Он не была тактичным ребенком, и о таком качестве сапиенсов, как сочувствие, никогда не слышала. А если и слышала, то не придавала этим слухам особого значения в силу малого возраста и невыносимости характера.

Стражник оторвался от бутылки, глянул на девчонку с изрядной долей удивления, и вдруг расхохотался. Получилось у него это не очень ладно — из раны брызнули остатки алкоголя, перемешанного со слюной, а присвистывание, клекот и бульканье слились в один не самый аппетитный звук.

В конце концов стражник утер выступившие на глазах слезы, сильно зажал истекающую «вилуской» и слизью рану на шее и приветливо кивнул на Ситу. Смотрел он при это, впрочем, на Дикаря.

— Какая замечательная девчонка! — сказал он. — Твоя сестра?

Дикарь молча покачал головой.

— Дочка? — с удивлением уточнил стражник.

Дикарь снова покачал головой.

— А кто же тогда?

— Это не твое дело, зараза! — крикнула ему Сита. — Отвечай на вопросы, когда тебя спрашивают!

— Кажется, я ошибся, — сказал стражник, немного опешив от такого напора. — Она совсем не похожа на мою внучку.

— Тем не менее она права, — холодно заметил Дикарь. — Что вы имели в виду, когда сказали, что хозяин Йон мог умереть на равнине, после того, как ушел из Гатлы с колдуном?

Дикарь чувствовал внутри себя некое напряжение.
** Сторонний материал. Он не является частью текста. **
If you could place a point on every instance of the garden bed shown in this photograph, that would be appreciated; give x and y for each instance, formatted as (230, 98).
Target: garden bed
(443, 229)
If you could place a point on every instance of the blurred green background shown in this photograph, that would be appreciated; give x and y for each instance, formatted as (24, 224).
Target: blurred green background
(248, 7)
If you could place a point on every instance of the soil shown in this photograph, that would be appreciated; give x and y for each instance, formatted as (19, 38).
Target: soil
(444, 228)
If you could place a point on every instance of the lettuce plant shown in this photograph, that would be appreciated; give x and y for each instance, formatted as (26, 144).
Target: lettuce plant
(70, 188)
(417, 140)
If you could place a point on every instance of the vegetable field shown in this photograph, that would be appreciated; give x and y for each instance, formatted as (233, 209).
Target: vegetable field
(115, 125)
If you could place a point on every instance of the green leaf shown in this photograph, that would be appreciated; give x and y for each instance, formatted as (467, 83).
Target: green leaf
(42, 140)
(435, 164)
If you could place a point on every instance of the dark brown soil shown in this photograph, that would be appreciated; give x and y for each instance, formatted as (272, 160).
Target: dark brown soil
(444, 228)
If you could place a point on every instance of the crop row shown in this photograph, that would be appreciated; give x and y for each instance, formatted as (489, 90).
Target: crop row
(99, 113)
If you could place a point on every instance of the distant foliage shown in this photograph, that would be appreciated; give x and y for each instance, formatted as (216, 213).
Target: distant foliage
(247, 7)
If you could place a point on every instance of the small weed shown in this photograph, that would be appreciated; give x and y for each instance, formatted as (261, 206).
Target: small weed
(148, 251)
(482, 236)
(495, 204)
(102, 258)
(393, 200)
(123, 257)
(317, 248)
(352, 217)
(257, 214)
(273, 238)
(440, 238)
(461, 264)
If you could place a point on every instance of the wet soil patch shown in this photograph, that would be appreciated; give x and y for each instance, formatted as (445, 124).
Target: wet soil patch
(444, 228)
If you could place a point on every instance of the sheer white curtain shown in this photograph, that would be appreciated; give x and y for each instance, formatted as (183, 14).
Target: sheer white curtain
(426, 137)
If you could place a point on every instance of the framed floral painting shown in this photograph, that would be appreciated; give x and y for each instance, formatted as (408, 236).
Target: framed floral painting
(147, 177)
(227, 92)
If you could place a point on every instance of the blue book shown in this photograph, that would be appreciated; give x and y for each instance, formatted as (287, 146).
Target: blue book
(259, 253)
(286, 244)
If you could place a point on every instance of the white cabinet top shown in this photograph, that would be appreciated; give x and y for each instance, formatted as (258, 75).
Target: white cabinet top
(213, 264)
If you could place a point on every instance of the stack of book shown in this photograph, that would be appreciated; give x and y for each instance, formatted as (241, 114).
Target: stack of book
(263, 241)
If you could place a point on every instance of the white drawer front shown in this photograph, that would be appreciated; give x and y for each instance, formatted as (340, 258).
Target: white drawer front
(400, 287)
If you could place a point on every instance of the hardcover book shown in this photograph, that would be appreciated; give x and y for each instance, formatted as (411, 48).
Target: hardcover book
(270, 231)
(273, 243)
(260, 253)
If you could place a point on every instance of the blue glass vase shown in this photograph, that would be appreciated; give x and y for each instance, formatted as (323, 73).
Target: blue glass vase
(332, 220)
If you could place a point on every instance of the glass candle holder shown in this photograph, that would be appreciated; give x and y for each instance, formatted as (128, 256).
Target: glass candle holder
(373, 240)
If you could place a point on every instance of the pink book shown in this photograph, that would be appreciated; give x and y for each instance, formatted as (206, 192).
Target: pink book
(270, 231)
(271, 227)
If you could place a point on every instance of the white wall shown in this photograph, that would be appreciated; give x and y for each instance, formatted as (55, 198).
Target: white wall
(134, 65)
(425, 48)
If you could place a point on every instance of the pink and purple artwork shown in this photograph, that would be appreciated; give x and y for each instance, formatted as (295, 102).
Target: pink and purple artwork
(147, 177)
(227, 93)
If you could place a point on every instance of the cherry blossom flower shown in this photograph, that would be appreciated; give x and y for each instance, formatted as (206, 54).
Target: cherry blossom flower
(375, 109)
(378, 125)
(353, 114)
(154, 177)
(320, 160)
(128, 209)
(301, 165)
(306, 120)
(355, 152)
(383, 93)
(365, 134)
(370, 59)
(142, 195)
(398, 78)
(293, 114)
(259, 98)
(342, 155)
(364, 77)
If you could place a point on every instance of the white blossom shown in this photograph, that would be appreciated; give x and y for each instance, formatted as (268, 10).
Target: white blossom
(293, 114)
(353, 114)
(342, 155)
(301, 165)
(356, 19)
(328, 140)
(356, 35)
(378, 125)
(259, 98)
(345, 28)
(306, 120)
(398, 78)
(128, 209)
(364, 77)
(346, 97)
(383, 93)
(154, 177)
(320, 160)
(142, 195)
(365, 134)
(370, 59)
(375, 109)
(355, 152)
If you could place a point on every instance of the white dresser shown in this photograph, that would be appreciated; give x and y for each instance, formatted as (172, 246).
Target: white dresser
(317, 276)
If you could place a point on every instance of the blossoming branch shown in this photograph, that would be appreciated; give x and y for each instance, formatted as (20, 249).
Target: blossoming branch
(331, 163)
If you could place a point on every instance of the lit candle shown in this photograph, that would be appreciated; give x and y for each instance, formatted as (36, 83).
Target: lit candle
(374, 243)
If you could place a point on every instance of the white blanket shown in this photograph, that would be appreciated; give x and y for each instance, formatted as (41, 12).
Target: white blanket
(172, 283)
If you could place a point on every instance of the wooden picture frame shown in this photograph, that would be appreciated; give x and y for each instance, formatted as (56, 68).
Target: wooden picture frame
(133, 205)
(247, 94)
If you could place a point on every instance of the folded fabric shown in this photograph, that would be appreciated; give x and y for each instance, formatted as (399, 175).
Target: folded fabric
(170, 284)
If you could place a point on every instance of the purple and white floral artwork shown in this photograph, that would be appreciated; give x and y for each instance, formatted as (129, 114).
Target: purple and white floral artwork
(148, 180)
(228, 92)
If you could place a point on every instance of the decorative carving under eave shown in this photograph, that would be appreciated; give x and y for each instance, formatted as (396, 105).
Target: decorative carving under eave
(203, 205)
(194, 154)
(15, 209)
Такое бывало с ним порой, когда караван шел мимо опасных мест. И ничего, казалось бы, не предвещает беды — дозорные не сообщают о подозрительных личностях на пути, и солнце светит, и погода способствует… Ан-нет — щемит что-то за ребрами, как будто потроха позволяют видеть немного больше, чем глаза…

И ведь не подводило это предчувствие. Почти никогда. Была здесь опасность, бесспорно была, но вот откуда ждать ее?

Стражник наконец ответил:

— По Гатле ходят слухи, Дикарь, что смерть покинула деревню из-за того камня, который нашла твоя девка… Носатый Прол рассказывал, что его братья — Тин и Гик — решили уйти из Гатлы, чтобы посмотреть на тот мир, в котором мы все оказались. Тин тогда уже был мертвяком, а Гик живым еще на тот момент… Взяли они с собой оружие, да припасов побольше, и ранехонько поутру отправились в путь.

— Куда именно они пошли? — спросил Гнут Лимос.

— Никто не знает. Да это и не важно! Важно то, что далеко они не ушли, и вскоре Гик притащил своего брата обратно в Гатлу. Расстелил плащ на траве, уложил на него труп и волоком притащил.

— Труп? — удивился Дикарь.

— Да! Они отошли от Гатлы не далее, чем на пяток миль, а потом Тин просто рухнул замертво и уже больше не двигался. Гик с ним и так, и сяк — все без толку. Умер Тин на этот раз окончательно и бесповоротно. Гик приволок его обратно в Гатлу, он надеялся, что брат здесь снова оживет, но он уже не ожил. Так и закопали его на старом кладбище… И с той поры есть мнение, что мертвяки живут только рядом с тем колдовским камнем, не больше пяти миль от него. А стоит только отойти чуток подальше — всё, конец… Я вот хочу попробовать выйти за ворота и отправиться куда глаза глядят. Может и кончусь там. Да только боязно пока, вот и пью «вилуску». Но как только вся «вилуска» в Гатле закончится, так и бояться перестану. Уйду на равнину — и будь, что будет. Глядишь и отмучаюсь!

— Где камень? — резко спросил Дикарь.

Стражник сразу нахмурился, снова потянулся за секирой.

— В каком это смысле? — спросил он, насупившись. Пальцы его сомкнулись на древке своего оружия, и он сразу стал выглядеть как-то поуверенней.

— Где. Сейчас. Камень, — с расстановкой повторил свой вопрос Дикарь.

Естественно, он видел все движения стражника, но покуда они не представляли опасности, он предпочитал ничего не предпринимать. Да и жалко ему было этого грила, мечтающего выпить весь алкоголь в деревне и уйти на равнину, чтобы там сдохнуть уже окончательно и бесповоротно…

— А тебе это зачем? — стражник подкинул секиру, поймал другой рукой и угрожающе покачал ею.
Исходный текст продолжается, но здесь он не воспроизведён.